Business buyer can’t enforce noncompete against sellers’ son
Each state has its own rules about the enforceability of employee noncompetition agreements. Employers must draft their covenants in compliance with the rules or risk getting an agreement that’s unenforceable under state law. A Wisconsin business buyer recently learned that lesson the hard way when it tried, and failed, to enforce a noncompliant noncompete agreement against a former key employee.
Facts
Auto-Chlor manufactures, rents, and sells sanitizing and washing equipment, chemical dispensers, linen washing chemicals, and other materials for sanitizing and washing eating utensils and cleaning linen. In mid-2016, it purchased a competing business named B&E Services, which was then owned by Brian and Elizabeth Ehlert. The sellers’ son, Doug Ehlert, was a key employee of their company.

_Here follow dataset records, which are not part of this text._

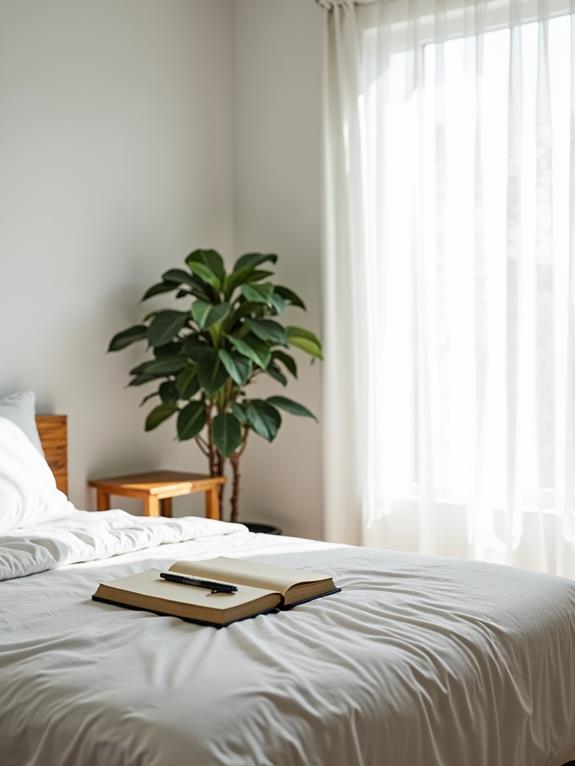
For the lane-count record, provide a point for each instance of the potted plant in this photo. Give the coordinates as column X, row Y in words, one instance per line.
column 205, row 358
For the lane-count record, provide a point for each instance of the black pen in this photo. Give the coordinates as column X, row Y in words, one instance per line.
column 215, row 587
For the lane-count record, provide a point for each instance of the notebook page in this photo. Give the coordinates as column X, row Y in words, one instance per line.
column 248, row 572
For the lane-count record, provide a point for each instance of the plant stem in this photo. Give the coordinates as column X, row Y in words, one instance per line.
column 235, row 498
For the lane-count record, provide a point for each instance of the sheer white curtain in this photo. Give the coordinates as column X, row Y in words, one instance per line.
column 449, row 259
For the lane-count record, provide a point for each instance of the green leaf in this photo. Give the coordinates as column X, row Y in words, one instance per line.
column 245, row 308
column 252, row 260
column 165, row 326
column 258, row 293
column 169, row 392
column 239, row 412
column 193, row 347
column 127, row 337
column 208, row 265
column 161, row 287
column 187, row 382
column 289, row 296
column 268, row 330
column 263, row 418
column 287, row 360
column 305, row 340
column 191, row 420
column 238, row 367
column 158, row 415
column 165, row 365
column 227, row 434
column 274, row 372
column 207, row 315
column 253, row 349
column 211, row 372
column 247, row 274
column 294, row 408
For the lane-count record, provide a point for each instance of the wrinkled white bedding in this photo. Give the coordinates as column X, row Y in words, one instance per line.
column 417, row 661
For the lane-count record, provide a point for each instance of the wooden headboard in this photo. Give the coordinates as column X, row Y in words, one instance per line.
column 53, row 430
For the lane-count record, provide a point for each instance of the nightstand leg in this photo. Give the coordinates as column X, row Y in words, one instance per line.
column 102, row 500
column 212, row 503
column 151, row 506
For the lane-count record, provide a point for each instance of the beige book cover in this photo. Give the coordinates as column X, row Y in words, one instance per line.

On the same day Auto-Chlor and the sellers executed an asset purchase agreement for the sale of the business, they signed a separate noncompete. Among other things, the agreement stated the sellers’ son was required to sign the noncompete as a condition for the buyer to enter into the asset purchase agreement and as a condition for his subsequent employment with the new business.
The noncompete agreement restricted the son from competing against Auto-Chlor for a period of five years after the asset sale was completed. He started working for the new owner shortly after the sale transaction but promptly ended his employment in December 2016.